Ia juga mendorong agar Kemdes PDTT menindaklanjuti temuan BPK lantaran temuan yang dapat dituntaskan baru 42,22%. Begitu pula dengan temuan tahun 2015 yang masih outstanding

Kepada Kemhub, Syaikhu menyoroti temuan strategis BPK mengenai penerimaan negara bukan pajak (PNBP) atas kewajiban penerbitan sertifikat registrasi uji tipe kendaraan bermotor (SRUT) pada APM 23 merek tahun 2017 sebanyak 5.987.772 unit kendaraan bermotor.

Nilainya dinyatakan sekitar Rp 683,75 miliar. Per Juni 2020, jumlah rekapitulasi utang yang telah terbayar baru sekitar Rp 149,18 miliar atau sebesar 21,82%.

"Piutang yang terbayar sangat rendah. Padahal di saat pemerintah butuh dana, pemasukan PNBP ini harus digenjot seoptimal mungkin," ujar Syaikhu.

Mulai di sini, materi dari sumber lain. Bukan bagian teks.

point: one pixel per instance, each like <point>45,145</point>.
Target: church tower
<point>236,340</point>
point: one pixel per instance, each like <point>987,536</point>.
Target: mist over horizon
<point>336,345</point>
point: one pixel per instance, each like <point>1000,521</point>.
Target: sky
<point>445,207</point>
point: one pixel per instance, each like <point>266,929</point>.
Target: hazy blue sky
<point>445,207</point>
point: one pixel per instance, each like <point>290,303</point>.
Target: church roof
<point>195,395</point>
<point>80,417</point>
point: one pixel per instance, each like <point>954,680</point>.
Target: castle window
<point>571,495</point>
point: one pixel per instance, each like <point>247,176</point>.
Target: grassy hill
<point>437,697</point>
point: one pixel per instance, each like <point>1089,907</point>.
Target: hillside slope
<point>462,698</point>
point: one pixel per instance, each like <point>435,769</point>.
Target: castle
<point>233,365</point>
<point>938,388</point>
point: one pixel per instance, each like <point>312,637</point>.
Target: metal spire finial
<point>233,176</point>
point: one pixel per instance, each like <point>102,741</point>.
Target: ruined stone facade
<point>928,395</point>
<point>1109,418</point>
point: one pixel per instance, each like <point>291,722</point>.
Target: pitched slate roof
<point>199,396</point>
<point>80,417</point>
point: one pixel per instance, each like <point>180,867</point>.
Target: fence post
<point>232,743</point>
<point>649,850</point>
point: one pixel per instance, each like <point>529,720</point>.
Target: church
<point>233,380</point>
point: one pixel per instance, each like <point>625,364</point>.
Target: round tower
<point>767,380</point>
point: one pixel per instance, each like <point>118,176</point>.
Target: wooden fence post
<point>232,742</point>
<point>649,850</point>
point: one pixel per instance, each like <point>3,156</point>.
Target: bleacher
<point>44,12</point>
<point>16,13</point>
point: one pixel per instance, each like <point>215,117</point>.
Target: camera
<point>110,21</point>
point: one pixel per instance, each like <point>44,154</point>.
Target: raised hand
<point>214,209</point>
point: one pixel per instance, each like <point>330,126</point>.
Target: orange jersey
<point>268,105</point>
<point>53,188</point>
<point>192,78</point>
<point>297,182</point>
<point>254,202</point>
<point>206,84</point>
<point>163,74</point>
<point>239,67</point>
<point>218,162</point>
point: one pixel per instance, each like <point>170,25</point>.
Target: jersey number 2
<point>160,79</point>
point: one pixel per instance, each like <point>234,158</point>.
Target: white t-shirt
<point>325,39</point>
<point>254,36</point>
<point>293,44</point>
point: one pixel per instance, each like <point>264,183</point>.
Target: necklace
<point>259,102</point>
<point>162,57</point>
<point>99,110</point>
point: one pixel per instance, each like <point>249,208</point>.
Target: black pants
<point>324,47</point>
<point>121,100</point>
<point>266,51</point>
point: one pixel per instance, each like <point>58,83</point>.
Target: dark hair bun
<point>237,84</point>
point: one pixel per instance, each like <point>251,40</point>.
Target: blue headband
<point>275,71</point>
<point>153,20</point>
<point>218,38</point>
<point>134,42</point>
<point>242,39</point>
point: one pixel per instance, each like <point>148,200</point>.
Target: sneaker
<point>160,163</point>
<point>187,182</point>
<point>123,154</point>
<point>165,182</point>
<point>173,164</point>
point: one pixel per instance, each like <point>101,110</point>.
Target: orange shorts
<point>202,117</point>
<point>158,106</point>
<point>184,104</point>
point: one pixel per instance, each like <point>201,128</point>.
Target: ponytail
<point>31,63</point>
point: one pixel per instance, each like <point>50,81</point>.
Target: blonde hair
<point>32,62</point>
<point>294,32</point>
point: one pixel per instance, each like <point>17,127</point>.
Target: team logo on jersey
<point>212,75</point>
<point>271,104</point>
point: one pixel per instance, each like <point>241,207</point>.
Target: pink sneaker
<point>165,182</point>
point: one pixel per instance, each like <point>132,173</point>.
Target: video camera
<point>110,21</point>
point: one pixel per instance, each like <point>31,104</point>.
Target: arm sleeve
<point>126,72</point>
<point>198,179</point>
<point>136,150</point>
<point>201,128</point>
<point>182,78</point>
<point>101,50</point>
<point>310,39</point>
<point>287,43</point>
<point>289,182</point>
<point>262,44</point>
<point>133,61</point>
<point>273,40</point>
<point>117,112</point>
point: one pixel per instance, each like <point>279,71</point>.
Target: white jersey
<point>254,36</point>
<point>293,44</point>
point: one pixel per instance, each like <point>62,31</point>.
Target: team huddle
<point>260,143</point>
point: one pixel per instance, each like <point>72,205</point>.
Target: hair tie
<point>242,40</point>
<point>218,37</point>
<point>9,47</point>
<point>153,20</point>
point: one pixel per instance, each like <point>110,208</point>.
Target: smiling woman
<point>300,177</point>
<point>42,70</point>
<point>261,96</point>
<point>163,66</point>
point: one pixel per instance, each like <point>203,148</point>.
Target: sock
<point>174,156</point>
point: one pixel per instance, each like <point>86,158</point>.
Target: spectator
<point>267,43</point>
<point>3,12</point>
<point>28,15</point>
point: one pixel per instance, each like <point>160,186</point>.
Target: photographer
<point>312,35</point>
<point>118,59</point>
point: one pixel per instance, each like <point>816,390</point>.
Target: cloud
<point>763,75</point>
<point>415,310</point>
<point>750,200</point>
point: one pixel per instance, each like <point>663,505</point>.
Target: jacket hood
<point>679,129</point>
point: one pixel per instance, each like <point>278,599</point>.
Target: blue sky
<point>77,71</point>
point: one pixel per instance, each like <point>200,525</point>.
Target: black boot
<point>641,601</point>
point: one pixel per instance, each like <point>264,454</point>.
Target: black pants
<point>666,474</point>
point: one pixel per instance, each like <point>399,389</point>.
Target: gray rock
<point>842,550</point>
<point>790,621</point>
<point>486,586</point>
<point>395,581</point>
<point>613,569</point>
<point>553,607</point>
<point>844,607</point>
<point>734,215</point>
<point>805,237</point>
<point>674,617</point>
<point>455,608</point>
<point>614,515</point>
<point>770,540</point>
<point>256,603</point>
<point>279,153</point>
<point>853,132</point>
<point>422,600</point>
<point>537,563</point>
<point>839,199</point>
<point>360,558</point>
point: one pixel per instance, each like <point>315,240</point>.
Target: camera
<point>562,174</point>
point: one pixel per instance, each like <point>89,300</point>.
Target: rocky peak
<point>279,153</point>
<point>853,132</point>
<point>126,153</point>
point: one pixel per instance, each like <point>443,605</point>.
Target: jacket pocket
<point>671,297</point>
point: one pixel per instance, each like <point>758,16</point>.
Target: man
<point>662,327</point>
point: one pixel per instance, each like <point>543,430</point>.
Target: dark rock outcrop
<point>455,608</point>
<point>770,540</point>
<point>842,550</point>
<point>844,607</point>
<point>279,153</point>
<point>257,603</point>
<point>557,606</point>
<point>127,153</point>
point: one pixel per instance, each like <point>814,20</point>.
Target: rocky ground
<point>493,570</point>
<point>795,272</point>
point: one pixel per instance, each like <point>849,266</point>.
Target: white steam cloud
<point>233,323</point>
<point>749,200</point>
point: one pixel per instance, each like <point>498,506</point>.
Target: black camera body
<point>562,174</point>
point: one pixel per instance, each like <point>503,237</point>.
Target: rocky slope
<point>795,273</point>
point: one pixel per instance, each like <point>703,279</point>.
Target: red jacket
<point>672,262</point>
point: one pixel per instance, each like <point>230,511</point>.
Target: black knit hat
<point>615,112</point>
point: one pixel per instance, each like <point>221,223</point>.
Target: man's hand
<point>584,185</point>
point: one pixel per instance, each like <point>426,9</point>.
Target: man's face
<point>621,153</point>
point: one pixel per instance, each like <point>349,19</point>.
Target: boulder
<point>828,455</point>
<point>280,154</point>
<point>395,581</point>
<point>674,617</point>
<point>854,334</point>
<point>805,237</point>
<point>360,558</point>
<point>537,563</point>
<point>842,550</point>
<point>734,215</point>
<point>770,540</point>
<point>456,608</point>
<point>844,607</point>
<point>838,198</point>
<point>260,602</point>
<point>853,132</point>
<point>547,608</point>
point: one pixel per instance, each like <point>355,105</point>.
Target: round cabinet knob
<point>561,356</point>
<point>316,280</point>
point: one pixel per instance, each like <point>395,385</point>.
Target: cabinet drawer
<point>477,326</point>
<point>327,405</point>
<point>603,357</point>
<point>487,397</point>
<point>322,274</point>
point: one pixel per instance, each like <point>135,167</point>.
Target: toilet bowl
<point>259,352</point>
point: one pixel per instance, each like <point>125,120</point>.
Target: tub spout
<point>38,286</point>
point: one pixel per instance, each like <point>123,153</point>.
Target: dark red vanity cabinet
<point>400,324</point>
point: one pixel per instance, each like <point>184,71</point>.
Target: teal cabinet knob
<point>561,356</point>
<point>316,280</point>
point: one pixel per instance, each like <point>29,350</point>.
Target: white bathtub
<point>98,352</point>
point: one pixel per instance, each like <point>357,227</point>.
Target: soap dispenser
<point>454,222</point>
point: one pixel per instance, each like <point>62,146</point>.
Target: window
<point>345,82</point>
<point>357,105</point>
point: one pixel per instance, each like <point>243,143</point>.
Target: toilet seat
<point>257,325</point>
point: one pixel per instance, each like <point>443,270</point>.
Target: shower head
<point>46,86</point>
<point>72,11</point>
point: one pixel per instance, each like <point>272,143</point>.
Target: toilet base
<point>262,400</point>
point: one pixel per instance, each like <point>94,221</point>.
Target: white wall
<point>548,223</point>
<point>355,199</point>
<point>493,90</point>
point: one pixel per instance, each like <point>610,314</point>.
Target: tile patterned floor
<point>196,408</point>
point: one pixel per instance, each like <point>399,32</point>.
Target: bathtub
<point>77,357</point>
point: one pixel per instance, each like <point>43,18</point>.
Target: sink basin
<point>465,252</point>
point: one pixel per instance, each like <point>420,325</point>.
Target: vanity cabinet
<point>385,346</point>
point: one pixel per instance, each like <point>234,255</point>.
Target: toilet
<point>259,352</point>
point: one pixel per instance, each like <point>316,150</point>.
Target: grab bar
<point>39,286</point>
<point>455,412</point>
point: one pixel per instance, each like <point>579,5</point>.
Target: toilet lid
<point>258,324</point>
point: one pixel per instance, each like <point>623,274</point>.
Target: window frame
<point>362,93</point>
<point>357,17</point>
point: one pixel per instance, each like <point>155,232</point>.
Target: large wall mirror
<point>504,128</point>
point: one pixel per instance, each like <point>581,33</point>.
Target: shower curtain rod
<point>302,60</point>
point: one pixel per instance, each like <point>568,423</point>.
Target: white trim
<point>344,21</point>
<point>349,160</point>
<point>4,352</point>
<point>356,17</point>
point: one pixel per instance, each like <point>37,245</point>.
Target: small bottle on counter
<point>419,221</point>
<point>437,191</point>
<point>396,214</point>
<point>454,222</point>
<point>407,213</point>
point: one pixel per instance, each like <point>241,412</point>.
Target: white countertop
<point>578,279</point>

Tak hanya itu, Syaikhu juga membahas tren kenaikan jumlah temuan maupun nilainya dari semester I ke semester II. Jumlah rekomendasi meningkat dari 1.026 menjadi 1.049. Nilai rekomendasi juga meningkat dari Rp 2,31 triliun menjadi Rp 2,99 triliun. Artinya, terdapat akumulasi temuan yang belum ditindaklanjuti.

"Jika kondisi seperti ini terus menerus maka bisa dipastikan akumulasi temuan akan semakin besar. Ini tidak boleh dibiarkan," tegas Syaikhu.

Secara umum, hasil pemeriksaan BPK menunjukkan adanya lima penyebab terjadinya temuan, yaitu ketidakpatuhan terhadap ketentuan peraturan perundang-undangan, ketidakhematan, ketidakefisienan, ketidakefektifan, dan kelemahan sistem pengendalian intern.

"Temuan-temuan ini berpotensi untuk terjadinya kerugian negara. Harus secepatnya ditindaklanjuti,” tutupnya.